True, some do better than others and we probably can abstract a bell curve for this via some sort of test.

How do we define “oversensitivity?” Why would emotional sensitivity be a bad thing?

In the example linked above, it is true that most employees will never have an opportunity to ask their bosses why they are looking one way or another. But if they don’t even notice the possibility that their boss is reacting negatively, they are limiting their understanding of the world around them.

Language, facial expressions, and tone of voice in real-world communications are crude tools. There is no way around this fact. There is no “right sensitivity” or “right understanding” of any of these communicative signs that is out there somewhere. There is no stable standard for communication except in highly defined settings and contexts.

I tend to be against taking drugs for emotional “problems,” so I am not advocating supplementing your diet with oxytocin. My concern is how do you deal with communicative ambiguity? I guarantee that ambiguity is common in virtually all communicative acts.

If the ambiguity, such as the one cited above, occurs in an employment situation, should you be judged “emotionally sensitive” and in-touch with your “innate social reasoning skills” if you don’t notice it? Are you supposed to comprehend on the fly that your manager is sitting in an uncomfortable chair? How would you know that?

How could you possibly know for sure what your manager is thinking or feeling? It’s less likely but not inconceivable that your manager  is a nut who intends to attack you after work or fire you next week. There is no standard by which you can judge and be certain of what they feel or are thinking.

In intimate personal relations you can achieve certainty, or close to it, by practicing FIML with your partner.
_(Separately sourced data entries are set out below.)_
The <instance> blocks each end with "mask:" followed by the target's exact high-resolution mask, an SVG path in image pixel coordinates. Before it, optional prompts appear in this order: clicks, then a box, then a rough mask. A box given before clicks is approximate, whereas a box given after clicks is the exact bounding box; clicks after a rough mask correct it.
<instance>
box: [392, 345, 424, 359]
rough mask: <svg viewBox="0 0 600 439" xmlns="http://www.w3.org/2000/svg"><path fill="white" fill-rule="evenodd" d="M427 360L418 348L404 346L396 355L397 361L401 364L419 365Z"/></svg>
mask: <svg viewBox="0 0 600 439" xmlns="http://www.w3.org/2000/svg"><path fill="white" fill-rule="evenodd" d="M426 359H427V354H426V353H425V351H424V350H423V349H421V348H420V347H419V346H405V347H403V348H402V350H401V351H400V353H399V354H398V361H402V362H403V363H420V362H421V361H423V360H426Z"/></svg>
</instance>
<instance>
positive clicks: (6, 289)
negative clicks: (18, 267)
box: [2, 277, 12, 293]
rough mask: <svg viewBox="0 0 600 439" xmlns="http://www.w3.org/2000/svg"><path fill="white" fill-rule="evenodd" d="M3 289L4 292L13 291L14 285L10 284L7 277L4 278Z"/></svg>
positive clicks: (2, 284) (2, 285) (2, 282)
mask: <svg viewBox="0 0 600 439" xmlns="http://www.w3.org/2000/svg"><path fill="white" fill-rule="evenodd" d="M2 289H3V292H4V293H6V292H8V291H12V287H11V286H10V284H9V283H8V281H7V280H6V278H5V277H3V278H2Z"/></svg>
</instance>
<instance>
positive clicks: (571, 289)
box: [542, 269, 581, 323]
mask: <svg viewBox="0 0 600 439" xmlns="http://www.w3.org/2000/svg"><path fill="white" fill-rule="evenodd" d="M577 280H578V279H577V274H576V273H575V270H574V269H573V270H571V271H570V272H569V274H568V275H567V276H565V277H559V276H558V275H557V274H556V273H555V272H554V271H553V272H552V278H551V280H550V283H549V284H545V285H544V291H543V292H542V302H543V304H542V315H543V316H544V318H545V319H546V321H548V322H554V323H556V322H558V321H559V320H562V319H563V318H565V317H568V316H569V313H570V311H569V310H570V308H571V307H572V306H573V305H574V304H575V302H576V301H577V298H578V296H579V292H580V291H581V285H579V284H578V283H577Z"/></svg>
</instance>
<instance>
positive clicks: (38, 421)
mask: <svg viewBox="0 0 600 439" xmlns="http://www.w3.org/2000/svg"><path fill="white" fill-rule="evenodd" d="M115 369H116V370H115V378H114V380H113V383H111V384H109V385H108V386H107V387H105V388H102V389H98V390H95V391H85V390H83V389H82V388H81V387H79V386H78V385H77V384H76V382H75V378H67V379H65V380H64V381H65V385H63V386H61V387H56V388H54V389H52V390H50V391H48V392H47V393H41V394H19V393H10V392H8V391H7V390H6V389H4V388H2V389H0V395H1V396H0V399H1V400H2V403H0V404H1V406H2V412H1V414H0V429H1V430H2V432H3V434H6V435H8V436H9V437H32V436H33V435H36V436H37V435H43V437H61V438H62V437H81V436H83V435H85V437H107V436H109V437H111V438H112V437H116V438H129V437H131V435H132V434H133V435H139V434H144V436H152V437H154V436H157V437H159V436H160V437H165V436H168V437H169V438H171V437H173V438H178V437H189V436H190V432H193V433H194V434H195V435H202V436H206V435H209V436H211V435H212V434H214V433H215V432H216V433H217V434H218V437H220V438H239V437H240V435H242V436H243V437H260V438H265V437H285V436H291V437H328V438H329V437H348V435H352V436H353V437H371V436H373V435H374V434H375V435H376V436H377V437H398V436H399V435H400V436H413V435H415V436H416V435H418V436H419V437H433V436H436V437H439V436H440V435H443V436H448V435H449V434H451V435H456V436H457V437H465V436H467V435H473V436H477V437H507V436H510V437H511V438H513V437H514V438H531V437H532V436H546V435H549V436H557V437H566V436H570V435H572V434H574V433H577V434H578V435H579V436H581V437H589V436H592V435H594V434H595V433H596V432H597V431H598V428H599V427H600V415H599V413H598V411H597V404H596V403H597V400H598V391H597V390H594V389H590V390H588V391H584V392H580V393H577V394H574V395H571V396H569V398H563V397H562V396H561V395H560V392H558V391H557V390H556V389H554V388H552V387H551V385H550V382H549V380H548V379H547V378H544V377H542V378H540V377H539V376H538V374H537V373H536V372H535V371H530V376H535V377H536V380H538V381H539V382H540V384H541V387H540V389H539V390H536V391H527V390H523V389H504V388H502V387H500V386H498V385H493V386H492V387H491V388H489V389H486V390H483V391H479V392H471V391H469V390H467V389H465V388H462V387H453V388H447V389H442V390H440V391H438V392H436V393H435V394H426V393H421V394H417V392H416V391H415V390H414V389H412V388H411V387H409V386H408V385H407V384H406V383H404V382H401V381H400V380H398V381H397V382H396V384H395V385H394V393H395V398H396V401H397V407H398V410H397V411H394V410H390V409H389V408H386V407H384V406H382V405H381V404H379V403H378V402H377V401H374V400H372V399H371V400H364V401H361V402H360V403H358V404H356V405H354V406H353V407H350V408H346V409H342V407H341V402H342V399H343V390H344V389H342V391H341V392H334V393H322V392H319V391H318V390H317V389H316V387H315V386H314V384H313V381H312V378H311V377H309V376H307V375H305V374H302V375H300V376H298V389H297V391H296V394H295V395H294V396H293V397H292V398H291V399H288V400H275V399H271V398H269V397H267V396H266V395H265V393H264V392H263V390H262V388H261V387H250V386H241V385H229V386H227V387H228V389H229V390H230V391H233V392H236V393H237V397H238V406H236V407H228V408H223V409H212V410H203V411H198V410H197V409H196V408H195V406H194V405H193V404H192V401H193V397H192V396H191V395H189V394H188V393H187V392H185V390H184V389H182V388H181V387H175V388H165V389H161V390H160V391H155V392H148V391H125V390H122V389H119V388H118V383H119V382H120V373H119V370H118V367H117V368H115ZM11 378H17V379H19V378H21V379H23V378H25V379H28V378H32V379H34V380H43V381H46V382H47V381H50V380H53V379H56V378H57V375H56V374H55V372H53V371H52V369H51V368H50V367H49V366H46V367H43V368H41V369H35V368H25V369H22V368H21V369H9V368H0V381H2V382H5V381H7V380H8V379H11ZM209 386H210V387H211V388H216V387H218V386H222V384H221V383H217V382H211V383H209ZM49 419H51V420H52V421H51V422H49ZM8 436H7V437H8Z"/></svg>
If you and your partner do not do FIML or something like it, you will be more or less forced to cleave to some sort of “normal standard” for communication. But a “normal standard” for all communicative acts is not just elusive, it doesn’t exist.

This is the even bigger elephant in the room of psychological studies; indeed of all cultures everywhere. No standard for intimate communication exists outside of the one(s) you make for yourselves. If you leave too much to vague notions like “emotional sensitivity” or “emotional intelligence” without having the tools to actually comprehend communicative acts, you will consign yourself to many pointless misunderstandings, any one of which has the potential to snowball and disrupt your relationship.